Introduction: Phaeochromocytomas and paragangliomas (PPGLs) are neoplasms which arise from chromaffin cells of neural crest origin. Up to 40% patients with PPGLs harbour germline pathogenic variants (PVs), with somatic PVs identified in 30–45% cases. EPAS1 gain-of-function mutations drive aberrant activation of hypoxia signalling pathways and have been reported in both sporadic and syndromic PPGLs, such as in the Pacak–Zhuang syndrome, and in patients with chronic hypoxic conditions such as cyanotic congenital heart disease. Sickle cell disease (SCD), characterised by recurrent hypoxic episodes, may similarly predispose to these mutations. This case describes a novel EPAS1 variant identified in a patient with sickle cell disease and a paraganglioma.

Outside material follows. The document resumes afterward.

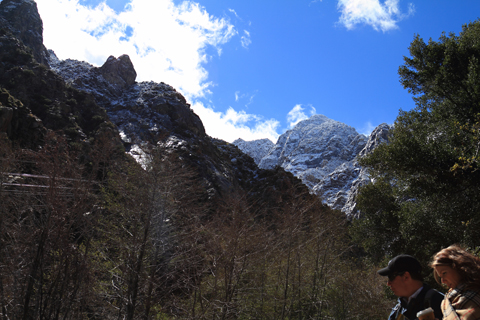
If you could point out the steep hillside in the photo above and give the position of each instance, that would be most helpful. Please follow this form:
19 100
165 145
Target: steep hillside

Case: A 33-year-old Afro-Caribbean woman with SCD presented with left flank pain. She had a history of frequent SCD-associated hospital admission since childhood, with episodes of vaso-occlusive crises and acute chest syndromes, and chronic anaemia (Hb 73 g/l). She had been on hydroxycarbamide, which she took inconsistently. Routine imaging incidentally revealed a right-sided retrocaval soft tissue mass. Functional imaging with ¹⁸F-FDG PET showed intense uptake, but a ⁶⁸Ga-DOTATATE PET scan was negative. Histology demonstrated a paraganglioma (chromogranin, synaptophysin, S100, GATA3 and SDHB-positive; Ki-67 <1%). Somatic mutation analysis identified a novel likely-pathogenic EPAS1 variant (Exon 12, c.1594T>G, p.Tyr532Asp; VAF 39.9%). She was referred for surgical removal of the mass, but declined, and opted for surveillance as she was asymptomatic. She also opted against further diagnostic workup with plasma metanephrines and germline mutation studies

Discussion: Endothelial PAS domain-containing protein 1 (EPAS1), encoded by the EPAS1 gene, is also known as Hypoxia-Inducible Factor 2-α (HIF-2α), a HIF subunit of transcription complex HIF-2. At normal oxygen concentrations, HIF-α are subject to proteasomal degradation by prolyl hydroxylation. In hypoxic conditions, stable HIF- α subunits form dimer complexes promoting angiogenesis and cell proliferative activity. This case illustrates a clinically relevant association between SCD and an EPAS1-driven paraganglioma, and supports an emerging hypothesis that chronic hypoxia creates a selective environment favouring gain-of-function mutations in the clonal expansion of EPAS1-mutated cells. The identified p.Tyr532Asp variant lies within the hydroxylation domain and likely mediates constitutive HIF pathway activation, driving tumorigenesis. Prior series have shown a high prevalence of EPAS1 mutations in PPGLs associated with chronic hypoxaemia, including patients with haemoglobinopathies. Awareness of this link is essential for early recognition and genetic characterisation in younger patients presenting with PPGLs.